No es por joderte

– No es por joderte, pero vamos a poner una reclamación -. Así me informaba la hija de una residente.

¿El motivo? Su madre no asistía a tratamiento desde hacía mes y medio.

En ese momento de frustración, no te queda más remedio que darle la razón, estaba en su derecho si era lo que consideraba oportuno. Por mucho que te fastidie, por mucho que te sientas injustamente acusada.

Tras casi una hora de conimageversación, te reconocen que el departamento también es víctima de la situación.

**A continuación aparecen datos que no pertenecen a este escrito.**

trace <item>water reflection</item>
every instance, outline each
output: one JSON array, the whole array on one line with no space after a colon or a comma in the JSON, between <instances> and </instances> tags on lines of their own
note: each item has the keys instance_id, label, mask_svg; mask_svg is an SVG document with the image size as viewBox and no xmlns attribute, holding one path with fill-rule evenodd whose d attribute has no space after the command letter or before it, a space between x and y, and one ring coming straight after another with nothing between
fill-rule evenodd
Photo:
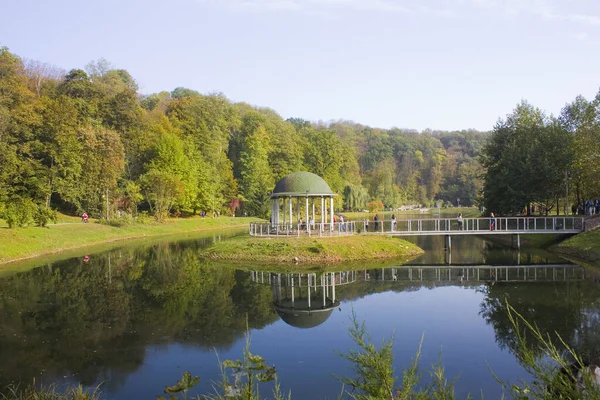
<instances>
[{"instance_id":1,"label":"water reflection","mask_svg":"<svg viewBox=\"0 0 600 400\"><path fill-rule=\"evenodd\" d=\"M531 265L518 265L511 249L482 240L456 240L452 258L460 265L448 266L443 248L434 245L412 265L282 273L213 266L198 256L203 243L188 241L117 249L87 263L78 258L4 276L0 387L36 377L104 382L110 398L153 398L189 369L202 377L200 391L210 391L218 379L212 350L239 358L248 324L253 350L278 366L294 398L313 397L307 390L335 398L339 385L330 374L344 373L347 365L331 349L350 346L350 301L374 337L394 330L404 335L395 350L397 370L414 351L402 344L416 345L427 332L426 343L433 344L425 348L424 364L434 362L443 345L449 374L461 374L460 390L481 382L477 386L492 398L499 397L493 378L480 381L481 366L471 364L504 360L497 373L523 373L514 356L503 358L503 349L515 349L505 299L544 333L558 332L584 352L600 348L593 271L526 250L521 261ZM483 265L491 260L503 263ZM447 325L440 327L442 322ZM465 334L480 341L472 355L478 358L468 365L465 354L473 345L457 339ZM312 377L310 388L305 376Z\"/></svg>"}]
</instances>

Falta de personal, bajas sin cubrir, falta de personal auxiliar en el departamento, aumento de los usuarios con necesidad de fisioterapia…

Pero, siendo un centro público ¿qué opciones, para mejorar la atención de su madre, tienen? Pues, salvó la opción de tirarse al suelo y patalear, poco más.

Los ambientes se crispan. No por un personal no capacitado, no por desconocimiento, falta de aparatos, protocolos y tal. Cuanto más fuerzas a tu personal, cuanto más tensas la cuerda, más accidentes se producen, más descoordinación, más fallos. Pasamos por momentos en los que recortar en servicios sociales es sólo cuestión de números. Dinero para la dependencia, dinero para personal, para presupuestos, para formación…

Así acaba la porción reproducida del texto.